Kastrop vult aan: “Speciaalzaken en nieuwe concepten die naar kleinere ruimtes op zoek zijn, komen in Hasselt volop aan hun trekken.” Dehollogne nodigt de eigenaars van de panden trouwens uit om actief mee te denken: “Bij verbouwingen ontstaan opportuniteiten om panden op te delen, van functie te veranderen of er horeca bij te betrekken. Er wordt actief over nagedacht. Hasselt is de ideale speeltuin voor ondernemers.”
Hoge amusementswaarde
Op amper 30-40 km van Hasselt liggen overal rondom grotere en kleinere stedelijke centra met een functionele shoppingfunctie: Tongeren, Genk, Maastricht, Sint-Truiden, zelfs Luik… “Wij willen Hasselt graag profileren als een stad waar je niet enkel om te shoppen naartoe gaat, maar waar je ook een hele dag of een weekendje kunt verblijven, om van daaruit de hele regio te verkennen. De feelgood- en amusementsfactor is bij ons hoog.”

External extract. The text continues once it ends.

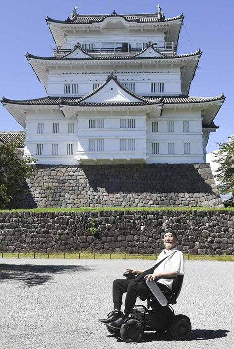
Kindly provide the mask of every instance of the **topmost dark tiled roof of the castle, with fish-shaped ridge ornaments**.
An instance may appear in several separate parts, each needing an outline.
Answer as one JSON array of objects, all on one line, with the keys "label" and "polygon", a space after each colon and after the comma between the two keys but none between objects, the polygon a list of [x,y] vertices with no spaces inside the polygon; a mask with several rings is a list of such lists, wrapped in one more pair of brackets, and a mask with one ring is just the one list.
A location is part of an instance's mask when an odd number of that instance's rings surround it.
[{"label": "topmost dark tiled roof of the castle, with fish-shaped ridge ornaments", "polygon": [[165,18],[161,16],[158,18],[158,13],[141,13],[141,14],[96,14],[96,15],[82,15],[76,14],[72,18],[67,18],[66,20],[56,20],[50,17],[46,18],[47,22],[54,23],[65,23],[65,24],[92,24],[101,23],[105,18],[109,17],[122,17],[127,22],[137,22],[137,23],[156,23],[156,22],[169,22],[172,20],[183,18],[183,14],[172,18]]}]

De stad is goed ontsloten, oordeelt Donvil. “Je hebt de autosnelwegen in de nabijheid, met verschillende afritten, het treinstation dichtbij het centrum en de bussen van De Lijn in de regio. Ook over het aantal beschikbare parkeerplaatsen is er nog weinig discussie: er zijn er genoeg. Alleen vindt niet iedereen het prettig dat je er binnen de ring voor moet betalen, maar ja overal gratis, dat kan vandaag gewoon niet meer.”
Levendig en gezellig
Op termijn komen er randparkings aan de grote ring, vanwaar snelle verbindingen voorzien zullen zijn naar het centrum. Voorlopig is dat nog slechts een plan, maar Dehollogne maakt zich sterk dat het zal worden uitgevoerd. “Doorgaand verkeer moet van de ringwegen gebruikmaken, want we willen af van het vele sluip- en zoekverkeer. Binnen de kleine ring is alle parkeergelegenheid betalend.”

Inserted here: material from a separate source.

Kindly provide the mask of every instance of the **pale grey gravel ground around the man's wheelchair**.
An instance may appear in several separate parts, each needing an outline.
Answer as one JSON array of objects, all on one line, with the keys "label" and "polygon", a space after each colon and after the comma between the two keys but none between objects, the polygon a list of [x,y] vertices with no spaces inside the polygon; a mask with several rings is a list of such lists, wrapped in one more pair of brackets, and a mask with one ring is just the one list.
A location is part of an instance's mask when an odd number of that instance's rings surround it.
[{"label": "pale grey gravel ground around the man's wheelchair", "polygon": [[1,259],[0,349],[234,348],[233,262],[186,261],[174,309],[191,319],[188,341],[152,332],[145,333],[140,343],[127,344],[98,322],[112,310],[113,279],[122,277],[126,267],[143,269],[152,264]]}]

Het is allemaal broodnodig, want op piekmomenten krijgt de stad wel wat volk te slikken. Met de traditionele Jeneverfeesten komen 750.000 mensen naar de stad en Pukkelpop Downtown, in de slipstream van het muziekfestival in Kiewit, kende een uiterst succesvolle uitloper in de stad, waar je de festivalsfeer kon opsnuiven. Het past allemaal bij de profilering van Hasselt als gezellige, levendige, bourgondische stad in het midden van Limburg als fietsprovincie.
Wat met de Blauwe Boulevard?
Veel concurrentie van perifere handel ondervindt het Hasseltse kerngebied nauwelijks. “De deelgemeenten hebben de winkels die je er verwacht,” verduidelijkt Dehollogne, “en de Genkersteenweg – met vooral winkels met grotere oppervlaktes, zoals Decathlon of winkels voor interieurinrichting, keukens en dergelijke – is geen concurrent van de binnenstad. Er is natuurlijk wel Maasmechelen Village en een Ikea nabij de stad, maar ook die vormen geen bedreiging voor de handel in het centrum.”

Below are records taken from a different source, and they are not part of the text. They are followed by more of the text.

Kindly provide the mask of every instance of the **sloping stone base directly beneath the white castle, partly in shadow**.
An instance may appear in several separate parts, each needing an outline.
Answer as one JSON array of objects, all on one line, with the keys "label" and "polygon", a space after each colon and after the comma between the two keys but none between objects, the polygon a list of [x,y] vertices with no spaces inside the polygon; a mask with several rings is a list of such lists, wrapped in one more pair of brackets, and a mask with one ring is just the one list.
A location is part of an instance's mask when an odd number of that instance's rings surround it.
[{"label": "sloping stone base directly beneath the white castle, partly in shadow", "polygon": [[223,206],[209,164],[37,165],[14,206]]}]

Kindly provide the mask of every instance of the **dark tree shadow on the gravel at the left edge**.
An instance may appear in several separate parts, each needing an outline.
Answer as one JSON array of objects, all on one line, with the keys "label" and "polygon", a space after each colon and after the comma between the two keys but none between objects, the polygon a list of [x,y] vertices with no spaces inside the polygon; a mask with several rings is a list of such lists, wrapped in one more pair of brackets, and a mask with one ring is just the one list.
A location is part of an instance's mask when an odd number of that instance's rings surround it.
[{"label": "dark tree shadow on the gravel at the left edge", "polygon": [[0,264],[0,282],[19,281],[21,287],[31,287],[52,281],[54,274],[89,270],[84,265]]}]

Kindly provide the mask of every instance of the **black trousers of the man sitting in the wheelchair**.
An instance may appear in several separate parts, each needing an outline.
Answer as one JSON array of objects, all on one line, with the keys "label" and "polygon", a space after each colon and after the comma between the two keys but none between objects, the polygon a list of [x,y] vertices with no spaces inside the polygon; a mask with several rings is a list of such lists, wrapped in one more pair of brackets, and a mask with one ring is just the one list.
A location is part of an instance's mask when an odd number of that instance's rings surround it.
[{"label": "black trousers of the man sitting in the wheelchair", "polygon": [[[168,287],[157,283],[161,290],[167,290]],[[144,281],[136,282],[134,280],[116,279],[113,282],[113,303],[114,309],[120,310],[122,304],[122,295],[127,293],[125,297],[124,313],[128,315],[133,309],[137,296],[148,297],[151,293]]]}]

Wat met het project in ontwikkeling, de Blauwe Boulevard, net buiten de kleine ring? “Dat is geen perifere handel, het is een ontwikkeling die naadloos op het kerngebied zal aansluiten. Aan de Vaartkom zal in maart 2020 een detailhandelskern met een belangrijke horecapoot opengaan, die we als een uitbreiding van ons huidig kerngebied zien. We zijn volop bezig het openbaar domein zo aan te leggen, dat een vlotte doorgang verzekerd is. Het wordt geen op zich staande ontwikkeling, maar een verlengstuk van de binnenstad.”